I. Que debido a la magnitud e importancia de la función del Ministerio Público, es necesaria la presencia del representante social federal en las audiencias correspondientes a cada procedimiento específico, tal como está mandado en el artículo 87 de la ley adjetiva federal en materia penal, por lo que en caso de su inasistencia no pueden celebrarse las audiencias del proceso penal.
J. Que de acuerdo con el artículo 86 del mencionado código procesal, las audiencias son públicas y el inculpado puede defenderse por sí mismo o por su defensor y el Ministerio Público puede replicar cuantas veces quisiere.
K. Que en múltiples preceptos del Código Federal de Procedimientos Penales, se detalla el actuar concreto del Ministerio Público en cada uno de los procedimientos que constituyen el proceso penal, a saber, en la preinstrucción, instrucción, primera instancia y el de segunda instancia, ante el tribunal de apelación (en la ejecutoria se detalla cada una de las actuaciones del Ministerio Público de la Federación en los diversos procedimientos del proceso penal federal).
L. Que la diversidad de actuaciones del Ministerio Público de la Federación en cada uno de los procedimientos específicos que conforman el proceso penal federal, pueden incluso beneficiar a los procesados, ya sea promoviendo el sobreseimiento y su libertad absoluta o formulando conclusiones de no acusación, lo que no ocurriría si no asistiese a las audiencias correspondientes.
LL. Que en el trámite del recurso de apelación, el representante social federal puede tener la calidad de apelante o sólo de parte legítima, y que el artículo 382 del código adjetivo de la materia y fuero, es categórico al reiterar su presencia en esa audiencia, dado que tendrá que hacer uso de la voz.
M. Que si bien en el numeral que se menciona en el inciso que precede se alude a una "audiencia de vista" lo que la distingue de la "audiencia de derecho" a que hace referencia el artículo 160, fracción X, de la Ley de Amparo, esa diferencia es un sencillo vocablo de redacción empleado por el legislador y que por lo mismo es intrascendente.
N. Que todo lo anterior se robustece con el artículo 388, fracción VII, de la ley adjetiva federal en materia penal, que es coincidente con lo previsto en el artículo 160 de la Ley de Amparo, desprendiéndose del primer numeral que el legislador, lejos de limitar los casos en que deban considerarse violadas las leyes del procedimiento, es acorde con el objetivo de garantizar a favor del procesado, que en los juicios del orden penal federal se cuente con la asistencia del Ministerio Público de la Federación adscrito.

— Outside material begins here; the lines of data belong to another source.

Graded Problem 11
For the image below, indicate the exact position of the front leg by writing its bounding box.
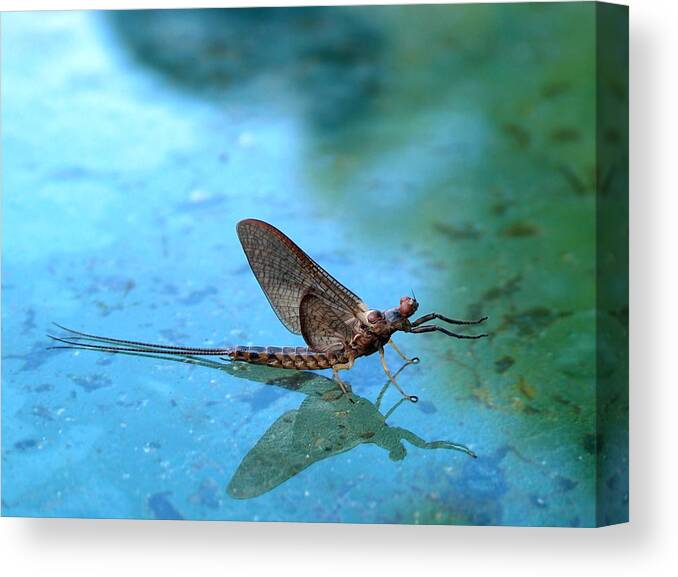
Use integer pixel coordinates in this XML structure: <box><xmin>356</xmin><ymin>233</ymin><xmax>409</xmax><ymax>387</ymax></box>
<box><xmin>379</xmin><ymin>347</ymin><xmax>419</xmax><ymax>403</ymax></box>
<box><xmin>412</xmin><ymin>313</ymin><xmax>487</xmax><ymax>327</ymax></box>
<box><xmin>410</xmin><ymin>325</ymin><xmax>487</xmax><ymax>339</ymax></box>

Pues bien, la transcripción de la jurisprudencia y de la ejecutoria, permite a este órgano de control constitucional aseverar que el criterio ahí plasmado en relación con el procedimiento penal federal, resulta aplicable por igualdad de razón al procedimiento penal local del Estado de Yucatán, pues los artículos que conforman ambas legislaciones, contienen disposiciones semejantes.
En efecto, en principio cabe destacar que el código de procedimientos en materia penal del Estado de Yucatán, a diferencia de la legislación penal federal, no contiene algún artículo que detalle punto a punto cada uno de los procedimientos que integran el proceso penal común, sin embargo, es evidente que se encuentra conformado por diversas etapas perfectamente establecidas en cada uno de los capítulos de dicho ordenamiento jurídico y que son semejantes a los que el artículo 1o. del código del orden federal denomina como procesos de preinstrucción, instrucción, de primera instancia y de segunda instancia ante el tribunal de apelación, de tal modo que esa diferencia no es significativa.

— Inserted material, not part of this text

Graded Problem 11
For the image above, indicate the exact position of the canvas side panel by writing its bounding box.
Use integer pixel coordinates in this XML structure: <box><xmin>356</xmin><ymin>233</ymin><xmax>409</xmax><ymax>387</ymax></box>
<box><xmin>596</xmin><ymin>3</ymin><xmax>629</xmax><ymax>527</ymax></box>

Por otra parte, al igual que en el proceso penal federal, en el del orden común, corresponde a los tribunales de la entidad resolver si un hecho es o no delito, determinar la responsabilidad del indiciado e imponer las penas relativas, tal como se desprende del artículo 1o. del código procesal en materia penal de la entidad.

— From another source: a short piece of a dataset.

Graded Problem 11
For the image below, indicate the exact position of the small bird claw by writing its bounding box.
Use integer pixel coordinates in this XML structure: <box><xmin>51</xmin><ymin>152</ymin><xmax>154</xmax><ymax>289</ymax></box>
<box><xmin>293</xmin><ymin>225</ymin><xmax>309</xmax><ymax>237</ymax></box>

De igual modo, el código de procedimientos en materia penal del Estado, contempla una amplia gama de funciones del Ministerio Público, como por ejemplo, ordenar todos los actos concernientes a la acreditación del cuerpo del delito y la probable responsabilidad del inculpado en su comisión (artículo 255), así como también otorga a la función del citado representante social una magnitud e importancia tal que su presencia es necesaria en cada una de las audiencias de los procedimientos específicos, tal como imperativamente dispone el artículo 41 del citado código adjetivo, que en lo conducente dispone: "Las audiencias se llevarán a cabo concurran o no las partes, pero el Ministerio Público no podrá dejar de asistir a las audiencias que se celebren para la vista del proceso.", y que resulta ser correlativo del artículo 87 de la ley adjetiva penal federal.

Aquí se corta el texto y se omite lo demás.